Preemption Laws and the War on Arizona Cities




Guns. The Border Wall. Sanctuary cities. Solid waste collection. Industrial hemp production. AirBnBs.
 

What does this seemingly random grab bag of issues have in common? Well so far into this young legislative session, they have all been at the center of the Republican-controlled state legislature’s ongoing war on Democratic-led cities such as Phoenix, Tucson, Tempe, and Flagstaff. And the Republican legislators’ weapon of choice is an obscure tool known as preemption law. 

As explained by Henry Graber in Slate in 2016, preemption laws, like so much state-level Republican legislation, is a brainchild of the notorious American Legislative Exchange Council (ALEC), the corporate-backed think tank which provides Republican legislators with model legislation which serves the interests of its corporate and billionaire clients. And preemption laws are a particularly pernicious tool that can be applied to almost any conservative hobbyhorse and harm the ability of cities to make their own laws.

It works like this. The state legislature in Arizona, like the majority of state legislature around the country, is controlled by Republicans. But many of Arizona’s largest and most important cities, including Phoenix, Tucson, Tempe, and Flagstaff, are Democratic strongholds with liberal mayors and city councils. This dynamic is similar around the country, where diverse cities are heavily Democratic while the more homogeneous suburbs and rural areas lean more Republican.

This leads to a disconnect between the city and state levels on a variety of issues. To take one example, Phoenix, Tempe, and Tucson all score perfect 100s on the Human Rights Campaign Municipal Equality Index thanks to their city-level antidiscrimination policies for LGBTQ+ individuals, while Arizona, which lacks statewide protections for LGBTQ+ people, scores much lower.

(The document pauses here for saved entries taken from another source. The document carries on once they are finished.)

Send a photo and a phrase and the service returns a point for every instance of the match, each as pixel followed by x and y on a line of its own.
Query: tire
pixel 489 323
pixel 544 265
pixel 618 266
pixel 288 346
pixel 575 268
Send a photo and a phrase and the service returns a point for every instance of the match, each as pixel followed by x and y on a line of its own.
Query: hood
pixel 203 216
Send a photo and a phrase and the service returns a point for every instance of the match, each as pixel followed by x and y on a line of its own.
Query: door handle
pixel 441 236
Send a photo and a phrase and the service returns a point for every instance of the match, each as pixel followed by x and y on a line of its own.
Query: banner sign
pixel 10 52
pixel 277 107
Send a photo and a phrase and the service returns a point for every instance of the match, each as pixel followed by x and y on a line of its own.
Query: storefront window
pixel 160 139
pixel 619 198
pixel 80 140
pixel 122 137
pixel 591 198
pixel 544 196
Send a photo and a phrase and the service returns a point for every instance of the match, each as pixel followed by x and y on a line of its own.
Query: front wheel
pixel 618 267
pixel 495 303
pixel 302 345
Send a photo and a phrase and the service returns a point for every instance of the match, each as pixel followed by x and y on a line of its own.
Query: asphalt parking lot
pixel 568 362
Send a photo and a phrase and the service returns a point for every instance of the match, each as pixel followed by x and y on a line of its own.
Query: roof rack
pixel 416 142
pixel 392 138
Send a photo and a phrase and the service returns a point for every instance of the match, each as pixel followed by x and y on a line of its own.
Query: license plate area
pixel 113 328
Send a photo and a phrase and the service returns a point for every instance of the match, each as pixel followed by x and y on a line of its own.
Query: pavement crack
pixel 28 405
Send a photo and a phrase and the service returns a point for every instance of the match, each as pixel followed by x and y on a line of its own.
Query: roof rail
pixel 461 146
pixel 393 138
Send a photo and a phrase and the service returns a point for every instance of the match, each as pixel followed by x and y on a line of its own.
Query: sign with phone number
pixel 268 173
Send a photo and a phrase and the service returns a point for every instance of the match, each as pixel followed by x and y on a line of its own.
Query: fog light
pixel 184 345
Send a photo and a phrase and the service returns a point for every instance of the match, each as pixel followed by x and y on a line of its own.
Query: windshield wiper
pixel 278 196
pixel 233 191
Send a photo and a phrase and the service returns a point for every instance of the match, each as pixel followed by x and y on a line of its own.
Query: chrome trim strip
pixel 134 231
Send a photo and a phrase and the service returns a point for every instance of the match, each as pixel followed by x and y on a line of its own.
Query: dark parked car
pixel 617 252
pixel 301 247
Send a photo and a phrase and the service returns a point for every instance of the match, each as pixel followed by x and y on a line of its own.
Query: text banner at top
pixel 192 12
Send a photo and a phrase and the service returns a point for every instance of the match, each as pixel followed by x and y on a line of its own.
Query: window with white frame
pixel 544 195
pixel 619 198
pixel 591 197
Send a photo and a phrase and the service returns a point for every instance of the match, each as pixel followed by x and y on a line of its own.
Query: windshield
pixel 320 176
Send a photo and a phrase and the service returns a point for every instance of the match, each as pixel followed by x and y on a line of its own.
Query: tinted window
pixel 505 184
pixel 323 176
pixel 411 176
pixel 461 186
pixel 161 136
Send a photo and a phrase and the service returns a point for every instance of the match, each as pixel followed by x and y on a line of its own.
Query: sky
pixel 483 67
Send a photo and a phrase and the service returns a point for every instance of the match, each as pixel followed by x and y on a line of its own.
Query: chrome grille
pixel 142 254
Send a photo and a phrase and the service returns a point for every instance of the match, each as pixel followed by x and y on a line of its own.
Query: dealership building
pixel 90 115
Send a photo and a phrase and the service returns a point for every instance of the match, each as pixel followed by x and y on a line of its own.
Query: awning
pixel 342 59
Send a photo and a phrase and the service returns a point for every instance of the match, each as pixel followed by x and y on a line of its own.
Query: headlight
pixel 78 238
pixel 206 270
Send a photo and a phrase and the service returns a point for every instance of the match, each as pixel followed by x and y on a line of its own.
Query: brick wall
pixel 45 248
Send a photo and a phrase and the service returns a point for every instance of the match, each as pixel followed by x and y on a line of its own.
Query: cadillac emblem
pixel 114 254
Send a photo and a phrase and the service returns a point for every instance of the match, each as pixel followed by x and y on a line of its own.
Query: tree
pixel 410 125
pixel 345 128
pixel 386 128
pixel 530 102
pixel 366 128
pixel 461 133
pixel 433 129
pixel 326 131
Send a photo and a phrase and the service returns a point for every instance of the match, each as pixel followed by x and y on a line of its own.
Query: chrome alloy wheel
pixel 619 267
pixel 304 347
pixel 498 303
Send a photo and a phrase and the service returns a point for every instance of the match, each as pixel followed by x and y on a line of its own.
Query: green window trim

Preemption laws, simply put, are designed to take away the power of liberal-leaning cities to pass laws that Republicans don’t like. Remember Tempe’s ban on plastic bags? That was undone by a state-level preemption law that banned cities and towns from passing such bans. The same goes for a 2018 Tempe ordinance banning undisclosed political spending in elections which passed with over 90% support. The same goes for city ordinances requiring paid sick leave and for buildings to measure energy use. And another requires a city to post a bond “equal to the state shared revenue” if the state attorney general files a suit alleging that a city’s law violates the state’s gun preemption law. In other words, if the state AG even thinks a city’s gun regulation violates the state preemption law, the state would surrender all of its revenue from the state while the case is litigated.

These preemption laws, of course, make a mockery of conservatives’ common claim that they believe in local control of the government. In reality, conservatives believe in whatever form of government keeps them in power and disenfranchises progressives.

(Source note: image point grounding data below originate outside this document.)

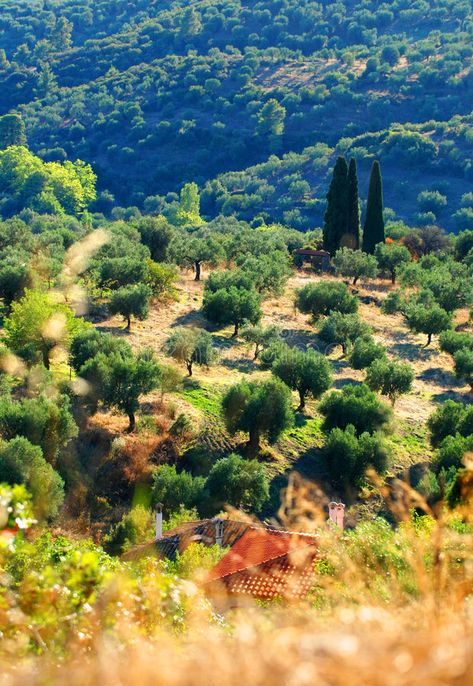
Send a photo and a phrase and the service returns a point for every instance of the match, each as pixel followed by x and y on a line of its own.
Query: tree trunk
pixel 46 361
pixel 253 443
pixel 302 402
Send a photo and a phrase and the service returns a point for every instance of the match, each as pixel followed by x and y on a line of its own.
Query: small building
pixel 319 259
pixel 264 564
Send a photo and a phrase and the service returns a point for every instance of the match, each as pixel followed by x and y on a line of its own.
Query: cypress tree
pixel 336 215
pixel 373 231
pixel 352 239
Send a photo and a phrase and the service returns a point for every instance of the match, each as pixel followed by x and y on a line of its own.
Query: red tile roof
pixel 266 564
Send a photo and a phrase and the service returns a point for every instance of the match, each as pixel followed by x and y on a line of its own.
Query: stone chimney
pixel 219 529
pixel 159 521
pixel 336 512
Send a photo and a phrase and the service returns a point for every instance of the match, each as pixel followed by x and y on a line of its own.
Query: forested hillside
pixel 156 94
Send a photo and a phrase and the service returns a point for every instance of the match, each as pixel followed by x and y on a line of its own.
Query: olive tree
pixel 191 346
pixel 309 373
pixel 390 257
pixel 325 297
pixel 355 264
pixel 259 408
pixel 428 319
pixel 390 378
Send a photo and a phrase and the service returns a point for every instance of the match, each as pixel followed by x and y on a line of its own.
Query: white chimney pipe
pixel 336 513
pixel 159 521
pixel 219 528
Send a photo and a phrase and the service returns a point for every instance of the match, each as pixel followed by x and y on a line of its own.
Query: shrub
pixel 175 489
pixel 260 408
pixel 356 405
pixel 343 329
pixel 390 378
pixel 355 264
pixel 191 346
pixel 21 462
pixel 238 482
pixel 365 351
pixel 308 373
pixel 348 456
pixel 131 301
pixel 324 298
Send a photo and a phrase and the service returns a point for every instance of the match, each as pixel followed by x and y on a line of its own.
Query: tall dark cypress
pixel 352 238
pixel 373 230
pixel 336 215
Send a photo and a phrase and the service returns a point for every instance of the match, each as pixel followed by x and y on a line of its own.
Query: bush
pixel 356 405
pixel 191 346
pixel 429 320
pixel 23 463
pixel 238 482
pixel 348 456
pixel 463 360
pixel 453 341
pixel 365 351
pixel 308 373
pixel 131 301
pixel 260 408
pixel 390 378
pixel 343 329
pixel 175 489
pixel 355 264
pixel 445 421
pixel 324 298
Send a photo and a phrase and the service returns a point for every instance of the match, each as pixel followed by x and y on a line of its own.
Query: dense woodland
pixel 170 174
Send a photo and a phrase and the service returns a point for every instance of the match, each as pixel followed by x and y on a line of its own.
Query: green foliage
pixel 44 421
pixel 390 257
pixel 463 360
pixel 236 306
pixel 446 420
pixel 365 351
pixel 356 405
pixel 348 456
pixel 131 301
pixel 336 215
pixel 21 462
pixel 118 381
pixel 390 378
pixel 325 297
pixel 238 482
pixel 355 264
pixel 15 508
pixel 429 320
pixel 260 408
pixel 343 329
pixel 47 187
pixel 191 346
pixel 373 230
pixel 452 341
pixel 261 337
pixel 37 325
pixel 175 489
pixel 12 131
pixel 307 372
pixel 135 527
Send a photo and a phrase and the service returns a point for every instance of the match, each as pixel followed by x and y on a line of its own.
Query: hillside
pixel 235 83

And this session seems to be no different. Rep. John Fillmore, apparently not thinking Arizona’s current gun regulation preemption law is not strong enough, has introduced HB2003, which would expand it. While Rep. Warren Petersen, doing the bidding of the man in the White House, has introduced HB2084, which would prevent cities from blocking construction of the notorious Border Wall. And Rep. Jay Lawrence has introduced HB2095, which prevents cities from declaring themselves sanctuary cities after Tucson considered the idea last fall.

But there seem to be signs that even some Republicans are thinking these bills go too far. The first bill introduced in the House for this session, HB2001, introduced by Democrat Isela Blanc, would repeal a preemption law that bars cities and towns from regulating short-term rentals on sites like Airbnb. Frustration from neighbors of Airbnb “party houses” has caused the bill to already receive bipartisan support, with Republican Noel Campbell signing on as a cosponsor. 

Governor Ducey and most Republicans in the legislature still oppose the repeal, but it will be up to them to explain why they think the state is better equipped to set policy on short-term rentals than the citizens of the communities that are actually affected by them.